Le temps d’un café...

Le temps d’un café...

En lisant les nouvelles de ces derniers jours, on apprend avec surprise qu’une nouvelle proposition concernant les cafés pourrait voir le jour. Cette dernière obligerait le client soit à renouveler sa consommation au bout d’une heure, soit à partir.


Il ne faut pas être devin pour voir que cette décision cible une frange particulière de la clientèle, nommément les petites bourses, les chômeurs et les SDF. Car, en effet, pour l’homme occupé cette décision ne change rien puisque le café n’est qu’une parenthèse dans sa journée. 
Mais pour les autres, ceux qui traînent d’un café à l’autre promenant leur solitude et leur déception, ils se verraient, par cette nouvelle réglementation, traqués dans leur dernier bastion, le café où ils allaient jusque-là trouver refuge du monde hostile, seuls ou en groupe, et fronder l’inconnu par la dérision, le jeu ou les communions silencieuses. 
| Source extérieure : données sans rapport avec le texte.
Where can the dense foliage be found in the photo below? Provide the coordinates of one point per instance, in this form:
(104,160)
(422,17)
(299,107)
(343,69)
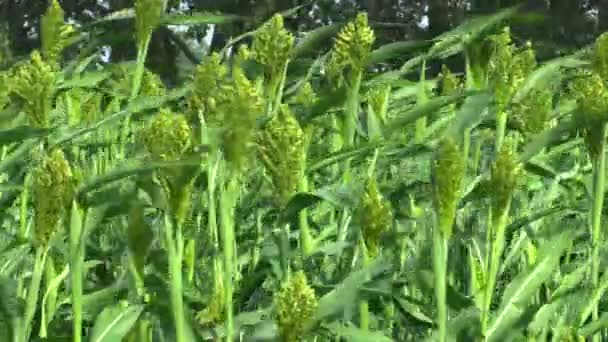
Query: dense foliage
(286,192)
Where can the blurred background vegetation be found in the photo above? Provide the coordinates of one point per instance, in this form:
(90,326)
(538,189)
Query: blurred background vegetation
(567,25)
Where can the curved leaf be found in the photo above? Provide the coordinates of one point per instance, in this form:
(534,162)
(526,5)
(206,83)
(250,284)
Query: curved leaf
(115,322)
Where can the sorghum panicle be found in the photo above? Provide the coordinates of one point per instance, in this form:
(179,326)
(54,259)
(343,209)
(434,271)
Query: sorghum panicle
(282,150)
(168,136)
(448,173)
(53,191)
(600,56)
(530,114)
(352,46)
(509,68)
(208,80)
(592,100)
(450,83)
(54,33)
(296,302)
(272,46)
(504,174)
(147,18)
(240,110)
(376,216)
(33,85)
(306,96)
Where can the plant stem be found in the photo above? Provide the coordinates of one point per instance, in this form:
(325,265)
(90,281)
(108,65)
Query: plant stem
(174,243)
(501,127)
(440,260)
(599,175)
(76,266)
(363,304)
(227,206)
(496,238)
(32,292)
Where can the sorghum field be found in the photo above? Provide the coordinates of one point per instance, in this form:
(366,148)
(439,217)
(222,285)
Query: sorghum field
(295,188)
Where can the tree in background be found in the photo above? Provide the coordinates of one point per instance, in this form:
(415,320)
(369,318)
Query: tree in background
(568,24)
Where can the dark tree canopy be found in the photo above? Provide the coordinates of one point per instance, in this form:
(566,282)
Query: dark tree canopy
(567,24)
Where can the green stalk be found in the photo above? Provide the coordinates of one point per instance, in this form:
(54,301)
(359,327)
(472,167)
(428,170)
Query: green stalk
(142,52)
(352,111)
(76,275)
(306,243)
(599,175)
(23,226)
(228,196)
(496,238)
(32,293)
(440,260)
(174,243)
(501,127)
(363,303)
(420,130)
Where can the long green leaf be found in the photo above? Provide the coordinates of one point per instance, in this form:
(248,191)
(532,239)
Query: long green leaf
(394,50)
(200,18)
(346,293)
(115,322)
(524,286)
(315,38)
(21,133)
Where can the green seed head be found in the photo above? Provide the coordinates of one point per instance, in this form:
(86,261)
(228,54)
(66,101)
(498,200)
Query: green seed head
(592,100)
(296,302)
(272,46)
(168,136)
(448,173)
(33,86)
(376,216)
(508,68)
(532,112)
(353,45)
(53,190)
(54,33)
(600,56)
(450,83)
(282,150)
(306,96)
(147,18)
(207,92)
(240,110)
(504,174)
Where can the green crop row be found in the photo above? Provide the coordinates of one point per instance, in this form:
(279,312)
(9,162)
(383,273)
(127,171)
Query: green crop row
(294,193)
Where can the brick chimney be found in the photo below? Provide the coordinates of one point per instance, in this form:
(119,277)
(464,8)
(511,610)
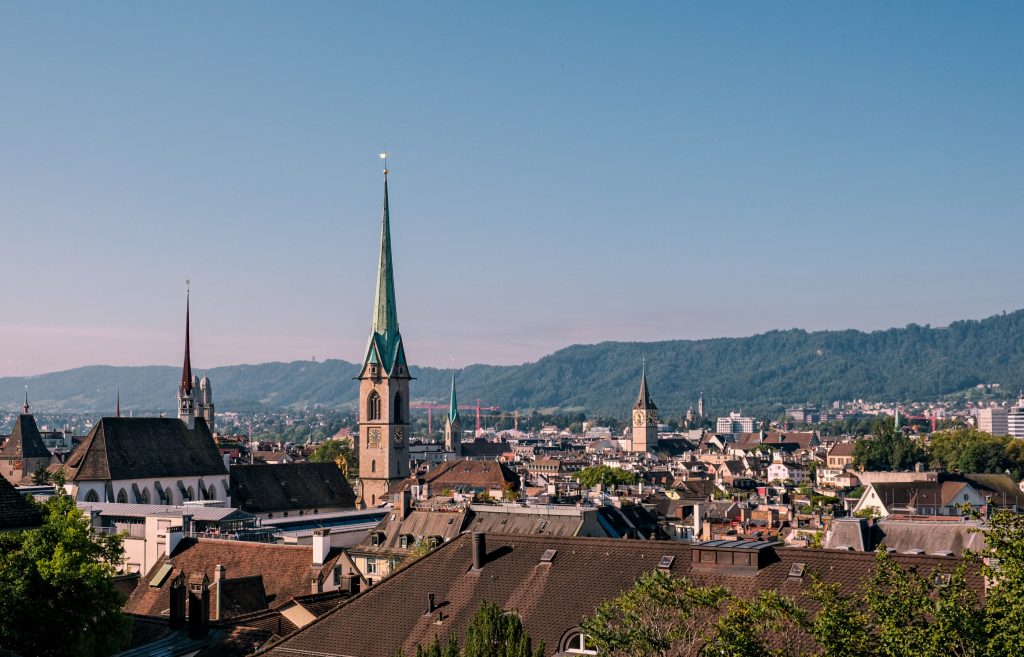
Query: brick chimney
(322,544)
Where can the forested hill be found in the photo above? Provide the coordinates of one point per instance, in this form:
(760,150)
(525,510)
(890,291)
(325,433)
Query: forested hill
(760,371)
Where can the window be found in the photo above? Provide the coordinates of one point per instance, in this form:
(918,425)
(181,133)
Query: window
(398,415)
(374,405)
(579,644)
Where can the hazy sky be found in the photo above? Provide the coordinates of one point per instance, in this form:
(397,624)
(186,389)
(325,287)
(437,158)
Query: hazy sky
(561,173)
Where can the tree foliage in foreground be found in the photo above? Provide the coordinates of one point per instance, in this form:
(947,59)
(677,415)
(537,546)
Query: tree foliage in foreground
(56,587)
(491,632)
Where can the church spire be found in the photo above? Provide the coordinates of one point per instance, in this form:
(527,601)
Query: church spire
(454,403)
(644,400)
(385,345)
(186,380)
(385,309)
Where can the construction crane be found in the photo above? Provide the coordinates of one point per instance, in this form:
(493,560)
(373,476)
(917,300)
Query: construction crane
(475,407)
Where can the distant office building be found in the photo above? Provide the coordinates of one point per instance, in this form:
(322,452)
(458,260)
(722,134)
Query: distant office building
(734,424)
(1015,420)
(804,414)
(993,421)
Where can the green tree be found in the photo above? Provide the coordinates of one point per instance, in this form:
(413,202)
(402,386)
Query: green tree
(56,587)
(887,449)
(338,451)
(492,632)
(605,475)
(1005,601)
(659,616)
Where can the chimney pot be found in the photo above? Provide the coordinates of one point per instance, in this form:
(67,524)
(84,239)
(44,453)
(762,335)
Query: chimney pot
(479,550)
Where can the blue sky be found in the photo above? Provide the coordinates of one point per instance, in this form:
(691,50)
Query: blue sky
(561,173)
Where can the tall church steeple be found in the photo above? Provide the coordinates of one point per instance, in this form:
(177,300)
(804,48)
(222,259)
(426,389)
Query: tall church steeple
(186,402)
(453,424)
(383,385)
(644,435)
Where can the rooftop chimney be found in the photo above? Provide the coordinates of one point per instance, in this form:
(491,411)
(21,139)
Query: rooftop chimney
(404,504)
(479,550)
(322,545)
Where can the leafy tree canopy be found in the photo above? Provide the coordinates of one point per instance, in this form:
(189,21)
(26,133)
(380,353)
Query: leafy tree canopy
(605,475)
(56,587)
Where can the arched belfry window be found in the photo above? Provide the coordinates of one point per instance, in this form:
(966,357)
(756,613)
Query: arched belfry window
(399,418)
(374,405)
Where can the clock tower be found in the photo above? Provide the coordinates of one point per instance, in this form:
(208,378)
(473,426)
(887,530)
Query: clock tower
(383,387)
(644,436)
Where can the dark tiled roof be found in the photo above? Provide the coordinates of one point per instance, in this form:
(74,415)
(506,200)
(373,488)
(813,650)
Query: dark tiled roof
(25,441)
(286,571)
(287,486)
(484,449)
(465,475)
(142,448)
(551,599)
(15,511)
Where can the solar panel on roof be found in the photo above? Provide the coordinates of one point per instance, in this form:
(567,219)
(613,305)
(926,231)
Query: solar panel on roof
(161,575)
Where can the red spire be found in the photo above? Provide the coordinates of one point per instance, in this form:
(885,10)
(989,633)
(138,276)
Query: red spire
(186,368)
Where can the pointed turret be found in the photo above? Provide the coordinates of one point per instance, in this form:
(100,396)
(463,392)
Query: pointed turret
(385,346)
(453,424)
(644,401)
(186,378)
(186,402)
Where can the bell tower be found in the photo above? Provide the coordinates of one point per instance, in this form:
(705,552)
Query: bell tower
(383,386)
(644,419)
(186,399)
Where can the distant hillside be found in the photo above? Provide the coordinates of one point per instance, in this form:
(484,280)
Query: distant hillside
(760,371)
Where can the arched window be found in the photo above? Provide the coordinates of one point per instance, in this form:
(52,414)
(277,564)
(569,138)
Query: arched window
(374,405)
(398,414)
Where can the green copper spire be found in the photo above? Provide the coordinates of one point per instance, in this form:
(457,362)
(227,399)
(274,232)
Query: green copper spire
(385,310)
(454,403)
(385,342)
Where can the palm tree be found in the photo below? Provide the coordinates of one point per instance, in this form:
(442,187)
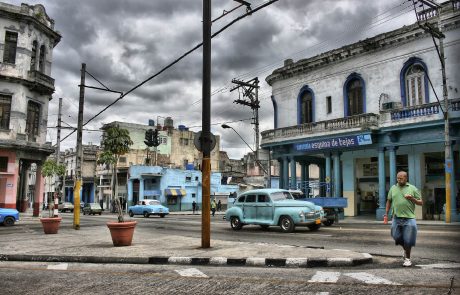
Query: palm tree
(52,168)
(115,142)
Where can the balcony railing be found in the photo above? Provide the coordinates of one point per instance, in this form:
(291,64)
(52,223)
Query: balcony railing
(415,111)
(364,121)
(41,79)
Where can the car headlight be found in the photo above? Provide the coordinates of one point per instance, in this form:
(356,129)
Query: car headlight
(310,214)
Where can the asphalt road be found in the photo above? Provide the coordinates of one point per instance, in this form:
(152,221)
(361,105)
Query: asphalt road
(436,260)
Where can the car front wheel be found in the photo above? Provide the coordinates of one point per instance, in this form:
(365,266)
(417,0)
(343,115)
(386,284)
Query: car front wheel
(235,223)
(9,221)
(286,224)
(314,227)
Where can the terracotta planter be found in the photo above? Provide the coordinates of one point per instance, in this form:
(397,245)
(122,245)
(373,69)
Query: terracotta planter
(51,224)
(122,232)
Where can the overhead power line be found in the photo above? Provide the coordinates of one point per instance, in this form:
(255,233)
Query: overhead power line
(250,12)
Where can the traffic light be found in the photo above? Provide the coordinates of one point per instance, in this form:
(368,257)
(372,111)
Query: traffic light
(156,139)
(149,141)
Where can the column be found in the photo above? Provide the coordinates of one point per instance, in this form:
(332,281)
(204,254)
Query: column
(39,190)
(337,176)
(130,192)
(280,174)
(285,172)
(303,178)
(293,174)
(393,172)
(328,174)
(453,188)
(382,184)
(141,188)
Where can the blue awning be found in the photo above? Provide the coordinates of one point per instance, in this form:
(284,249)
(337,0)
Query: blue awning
(175,192)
Pour eux, les cafés sont justement des ‘’salles d’attente’’ – contrairement à ce que suggère M. Faouzi Hanafi. Certes, il s’agit souvent d’une attente désespérée et forcée, et qui dans la plupart des cas ne mène à rien, mais est-ce une raison pour commencer à chronométrer le temps que passe chaque client devant sa boisson ? Et puis n’oublions pas que le café est un lieu important de notre sociabilité, nous Méditerranéens qui aimons à nous installer sur une terrasse pour justement oublier le temps. Quel beau gâchis ! Si quelqu’un venait nous rappeler que nous venons de passer tel laps de temps et qu’il nous reste tel autre avant de recommander ou partir.

On pourrait certes voir cette nouvelle mesure comme une invite à trouver du travail ; mais ce faisant, on oublierait qu’une bonne partie des jeunes chômeurs le sont non pas par choix ou dilettantisme, mais faute de mieux. Alors vouloir les pousser hors du café, leur faire sentir qu’ils ne sont plus les bienvenus dans leur dernier lieu-refuge, serait non seulement absurde et contre-productif, mais également pourrait renforcer le ressentiment des laissés-pour-compte.

Cependant, il est peu probable qu’une telle politique aboutisse. D’abord parce que certains cafés des petites localités ou dans les quartiers populaires – et dont la clientèle est justement constituée de ces laissés-pour-compte – auraient du mal à forcer leurs habitués à une telle pratique, sous peine de les perdre et de devoir fermer tout à fait boutique. Ensuite, parce les cafés qui méprisent assez leurs clients pour leur faire savoir qu’il est temps de partir à moins de faire sonner de nouveau la monnaie, n’ont pas attendu cette nouvelle réglementation pour s’exécuter. Il y a en effet le reçu posé sèchement sur la table, le serveur qui se pose en parasol au-dessus de votre épaule, ou encore le prétexte de la ‘’caisse qui va bientôt fermer’’, enfin tout un éventail de méthodes pour signifier qu’il est temps de déguerpir. Il faut reconnaître néanmoins que le cafetier qui prend la peine de trouver un prétexte au client (comme la caisse qui va bientôt fermer), fait montre d’une certaine délicatesse, et on ne saurait lui tenir rigueur.

Finalement, si les préoccupations des cafetiers sont légitimes, la méthode reste à revoir. Chasser le client n’est certainement pas la meilleure des idées. Les temps sont durs pour tout le monde, peut-être davantage pour la personne qui s’attarde involontairement au café. La chasser permettrait éventuellement d’étoffer la recette, mais certainement ferait perdre une partie de notre humanité, de ce qui fait de nous un peuple chaleureux et hospitalier. Dans la nouvelle Tunisie, il est indispensable que nous soyons solidaires, au café comme ailleurs, et c’est le devoir du mieux loti que de penser à son parent pauvre, du moins être patient avec lui.